In conclusion, while it may be aside the point, it seems proper, in view of the wording of the order of reference herein, to make clear that, although the contract of purchase herein was between the highway department and the quarry company, nevertheless the quarry company would have no cause of action against the department for the breach of that contract. So far as the department is concerned, the contract is unquestionably void, because it is admittedly in violation of Section 5975 of the Civil Code of 1932. The statute just referred to is, as such similar statutes have been repeatedly construed by other Courts, "mandatory." Colorado Springs v. Coray (1913), 25 Colo. App., 460, 139 P., 1031; Flinn v. Philadelphia (1917), 258 Pa., 355, 102 A., 24. Unless this statute is strictly complied with, any contract with the highway department is "void," 44 Corpus Juris, 325; Wright v. Hoctor (1914), 95 Neb. 342, 145 N.W., 704, 146 N.W., 997, 52 L.R.A. (N.S.), 728, Ann. Cas., 1917D, 967.
As has been previously stated, I am of opinion that the counterclaim of the respondent quarry company should be dismissed, that the petitioner should have redelivered unto it its Liberty bonds deposited with the highway department, and that this proceeding should be dismissed.
Messrs. Nicholls, Wyche Russell, for petitioner, cite: As to writ of mandamus: 81 S.C. 419; 62 S.E., 1100. Agency must be clearly established by the facts: 189 N.C. 77; 126 S.E., 112; 125 S.C. 457; 118 S.E., 817. As to relationship of principal and agent: 135 S.C. 123; 133 S.E., 205; 155 A., 687; 155 N.E., 137; 237 N.W., 659; 140 A., 694. Construction by parties may be looked to whenever contract is ambiguous: 54 S.C. 582; 32 S.E., 756; 71 A.S.R., 822; 100 S.C. 1; 84 S.E., 112. Measure of damages for breach of contract is difference between contract and market price: 68 S.C. 363; 47 S.E., 688; 102 A.S.R., 673; 132 S.C. 358; 209 P. 277; 44 A.L.R., 354; 81 S.C. 181; 62 S.E., 150; 36 F.2d 589; 135 S.E., 531; 148 N.Y., 382; 42 N.E., 982; 52 L.R.A., 225; 28 Fed., 557; 81 S.C. 10; 61 S.E., 1027; 94 S.C. 224. Profits to be computed upon basis of difference between contract price and cost of performance: 75 N.E., 219; 47 S.W.2d 647; 41 So., 332; 15 S.C. 501; 149 S.C. 246.

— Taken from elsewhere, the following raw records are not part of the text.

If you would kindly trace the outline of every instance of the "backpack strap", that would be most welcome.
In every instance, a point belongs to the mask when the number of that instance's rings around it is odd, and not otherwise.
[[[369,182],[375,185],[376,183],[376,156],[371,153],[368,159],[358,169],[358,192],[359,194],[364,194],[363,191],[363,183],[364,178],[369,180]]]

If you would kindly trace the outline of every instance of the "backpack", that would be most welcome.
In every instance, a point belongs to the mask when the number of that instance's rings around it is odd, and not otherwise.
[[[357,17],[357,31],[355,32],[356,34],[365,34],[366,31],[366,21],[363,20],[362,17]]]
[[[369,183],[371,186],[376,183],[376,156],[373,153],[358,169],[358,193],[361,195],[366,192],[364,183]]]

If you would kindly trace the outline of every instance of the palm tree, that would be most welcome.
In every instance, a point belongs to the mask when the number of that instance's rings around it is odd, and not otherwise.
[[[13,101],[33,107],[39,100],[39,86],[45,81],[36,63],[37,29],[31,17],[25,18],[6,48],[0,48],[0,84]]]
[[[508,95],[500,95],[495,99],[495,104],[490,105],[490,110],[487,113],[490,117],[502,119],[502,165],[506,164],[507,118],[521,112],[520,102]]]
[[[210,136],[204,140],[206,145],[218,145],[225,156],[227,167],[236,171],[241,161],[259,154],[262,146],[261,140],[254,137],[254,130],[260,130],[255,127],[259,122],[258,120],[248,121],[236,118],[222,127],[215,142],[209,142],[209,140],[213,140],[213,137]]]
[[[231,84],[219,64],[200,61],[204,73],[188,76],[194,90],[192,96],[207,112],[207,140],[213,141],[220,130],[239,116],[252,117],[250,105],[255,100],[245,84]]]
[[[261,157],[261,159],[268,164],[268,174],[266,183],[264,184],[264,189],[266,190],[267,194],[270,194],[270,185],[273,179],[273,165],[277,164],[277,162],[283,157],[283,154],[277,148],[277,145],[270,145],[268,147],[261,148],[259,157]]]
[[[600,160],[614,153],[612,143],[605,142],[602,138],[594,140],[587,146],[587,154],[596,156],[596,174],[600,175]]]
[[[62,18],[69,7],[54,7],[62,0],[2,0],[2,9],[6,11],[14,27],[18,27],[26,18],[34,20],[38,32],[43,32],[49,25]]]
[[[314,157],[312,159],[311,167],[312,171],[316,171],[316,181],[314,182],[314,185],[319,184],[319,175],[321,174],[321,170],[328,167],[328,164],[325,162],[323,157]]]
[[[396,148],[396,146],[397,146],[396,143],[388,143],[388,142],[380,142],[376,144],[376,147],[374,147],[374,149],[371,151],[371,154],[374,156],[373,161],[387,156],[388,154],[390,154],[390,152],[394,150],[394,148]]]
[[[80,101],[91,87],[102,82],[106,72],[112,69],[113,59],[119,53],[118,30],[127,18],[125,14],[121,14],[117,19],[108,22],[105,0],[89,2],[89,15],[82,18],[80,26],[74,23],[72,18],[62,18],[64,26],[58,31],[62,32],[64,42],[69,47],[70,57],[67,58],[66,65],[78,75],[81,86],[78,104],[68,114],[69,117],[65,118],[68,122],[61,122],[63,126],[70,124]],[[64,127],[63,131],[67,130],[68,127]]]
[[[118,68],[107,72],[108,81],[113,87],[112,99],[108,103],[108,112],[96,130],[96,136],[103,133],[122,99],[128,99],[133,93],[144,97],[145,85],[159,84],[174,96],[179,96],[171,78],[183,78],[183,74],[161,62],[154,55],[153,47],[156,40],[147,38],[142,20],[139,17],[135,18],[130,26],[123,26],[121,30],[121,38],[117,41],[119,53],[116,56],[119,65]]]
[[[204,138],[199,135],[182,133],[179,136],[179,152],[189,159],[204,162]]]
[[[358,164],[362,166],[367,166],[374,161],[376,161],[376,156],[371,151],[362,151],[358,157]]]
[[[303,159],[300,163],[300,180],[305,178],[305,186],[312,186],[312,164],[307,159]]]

Messrs. Nelson Mullins, for Holston Quarry Co. and John M. Daniel, Attorney General and J. Ivey Humphrey, Assistant Attorney General for State Highway Department, cite: In construing statutes intention of Legislature should govern: 25 R.C.L., 960; 25 R.C.L., 1013; 186 Fed., 678; 23 C.C.A., 631; 78 Fed., 28; 37 L.R.A., 630. Mandamus largely controlled by equitable principles: 249 U.S. 367; 63 L.Ed., 650; 265 U.S. 86; 68 L.Ed., 912; 89 S.C. 482; 10 R.C.L., 398. Parties to contract must act bona fide between themselves: 114 S.C. 306; 34 A., 490. As to proper measure of damages: 94 S.C. 224; 121 U.S. 264; 178 U.S. 21; 24 R.C.L., 118; 114 S.C. 533; 131 S.C. 452; 1 L.R.A. (N.S.), 445; 107 N.Y., 669; 14 N.E., 291; 38 L.R.A. (N.S.), 366.
February 23, 1933. The opinion of the Court was delivered by
The issues involved in this cause, one in the original jurisdiction of this Court, were referred to the Honorable A.G. Kennedy as special referee. His report sets forth the facts, and his conclusions of law are entirely satisfactory to the Court. The report, which will be reported, is adopted as the opinion of this Court, and is affirmed in all respects.
MESSRS. JUSTICES STABLER, CARTER and BONHAM concur.